Within the Sangh parivar, the battle against love jihad and sundry other non-Indian cultural violations such as live-in relationships is nothing more than an attempt to control the bodies and sexuality of Indian women. Even as the love jihadwalas fret and fume, student organisations like the BJP-affiliated ABVP list out their priorities for the welfare of the students they represent. After promising to ‘change the face’ of Delhi University, you would imagine that these would include better hostel facilities, an anti-racism campaign, safer campuses or even extending the photo-op friendly Swachh Bharat Abhiyan across colleges.
But no, the new generation of a new India will agitate against love jihad. And never mind that Union home minister Rajnath Singh asks: What is love jihad? The ABVP would do well to start by educating him first.

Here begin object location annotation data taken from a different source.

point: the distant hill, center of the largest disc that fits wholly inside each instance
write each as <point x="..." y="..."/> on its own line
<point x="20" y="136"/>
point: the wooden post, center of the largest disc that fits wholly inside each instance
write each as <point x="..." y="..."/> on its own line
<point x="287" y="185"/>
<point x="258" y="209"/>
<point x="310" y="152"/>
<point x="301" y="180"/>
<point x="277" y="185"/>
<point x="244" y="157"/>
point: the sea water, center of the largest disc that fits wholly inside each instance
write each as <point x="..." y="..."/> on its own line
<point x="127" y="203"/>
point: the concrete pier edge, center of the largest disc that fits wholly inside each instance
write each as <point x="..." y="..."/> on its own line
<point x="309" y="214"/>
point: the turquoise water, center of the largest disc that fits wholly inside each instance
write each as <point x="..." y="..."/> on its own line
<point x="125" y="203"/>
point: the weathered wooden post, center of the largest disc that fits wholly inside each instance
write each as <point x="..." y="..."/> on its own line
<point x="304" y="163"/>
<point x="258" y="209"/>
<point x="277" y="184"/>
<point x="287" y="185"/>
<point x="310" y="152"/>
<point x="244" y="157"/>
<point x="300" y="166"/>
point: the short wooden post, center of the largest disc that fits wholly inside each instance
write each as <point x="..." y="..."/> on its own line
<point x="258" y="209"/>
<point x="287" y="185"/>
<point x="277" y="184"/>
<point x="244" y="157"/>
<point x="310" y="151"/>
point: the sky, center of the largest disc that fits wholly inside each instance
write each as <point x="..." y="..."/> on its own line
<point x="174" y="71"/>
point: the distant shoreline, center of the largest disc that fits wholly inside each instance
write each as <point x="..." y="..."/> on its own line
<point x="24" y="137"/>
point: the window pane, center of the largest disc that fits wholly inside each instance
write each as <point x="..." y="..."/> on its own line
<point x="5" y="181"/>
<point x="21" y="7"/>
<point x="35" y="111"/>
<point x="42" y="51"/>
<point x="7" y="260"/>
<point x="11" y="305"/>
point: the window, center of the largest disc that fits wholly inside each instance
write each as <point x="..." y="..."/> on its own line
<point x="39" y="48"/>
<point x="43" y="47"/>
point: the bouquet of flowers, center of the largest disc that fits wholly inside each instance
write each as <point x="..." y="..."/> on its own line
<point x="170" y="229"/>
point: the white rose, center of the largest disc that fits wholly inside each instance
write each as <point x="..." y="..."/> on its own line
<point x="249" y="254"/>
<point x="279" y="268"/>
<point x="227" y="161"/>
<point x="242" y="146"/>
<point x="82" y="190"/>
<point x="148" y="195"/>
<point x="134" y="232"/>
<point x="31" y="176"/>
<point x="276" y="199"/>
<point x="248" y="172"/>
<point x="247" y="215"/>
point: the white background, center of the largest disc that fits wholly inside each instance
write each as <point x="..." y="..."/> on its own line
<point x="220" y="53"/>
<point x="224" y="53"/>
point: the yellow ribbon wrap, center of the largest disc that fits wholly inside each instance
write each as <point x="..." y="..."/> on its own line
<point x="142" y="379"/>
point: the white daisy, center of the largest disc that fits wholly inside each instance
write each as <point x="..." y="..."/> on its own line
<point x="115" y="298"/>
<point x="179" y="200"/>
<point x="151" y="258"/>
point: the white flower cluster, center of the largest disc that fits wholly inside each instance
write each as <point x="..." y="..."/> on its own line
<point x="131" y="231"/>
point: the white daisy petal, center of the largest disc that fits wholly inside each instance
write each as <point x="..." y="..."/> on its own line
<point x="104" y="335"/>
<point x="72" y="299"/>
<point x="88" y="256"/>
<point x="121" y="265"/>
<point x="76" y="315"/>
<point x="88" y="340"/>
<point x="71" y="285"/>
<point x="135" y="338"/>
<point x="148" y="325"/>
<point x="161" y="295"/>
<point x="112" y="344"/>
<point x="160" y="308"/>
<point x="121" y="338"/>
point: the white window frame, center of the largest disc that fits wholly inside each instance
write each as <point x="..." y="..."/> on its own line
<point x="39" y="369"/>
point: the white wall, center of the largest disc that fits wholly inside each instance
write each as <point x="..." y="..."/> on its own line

The tireless soldiers of the ABVP will also campaign against live-in relationships, presumably even those from pre-approved religions and sub-castes. How is this even a student issue? Why is it the business of any student organisation to determine whether adults should cohabitate or not? Writing for the news website, Scroll,
Aparna Mahariya, a student who says she comes from a family of RSS activists, had this to say: “Respecting women is not about choosing for them.” Respecting women is about ‘respecting their choice’.
These are times for fresh beginnings. The ABVP has swept the Delhi University polls. Haryana, with one of the worst sex ratios in the country, has just bid goodbye to 10 years of Congress rule. At this point, it is poised for change, not just in government but for a new deal and a new direction for its women. It certainly deserves a chief minister who is more empathetic and better informed.
Politicians who are really concerned about rising crime against women would do well to seek real solutions — swifter judicial justice, zero tolerance for all crimes, equal status for women, police reform, educational reform, including sex education reform. Or they could heed Prime Minister Narendra Modi’s Independence Day speech — ‘teach sons right from wrong rather than try and control daughters’. Now that would be a start.
The views expressed by the author are personal.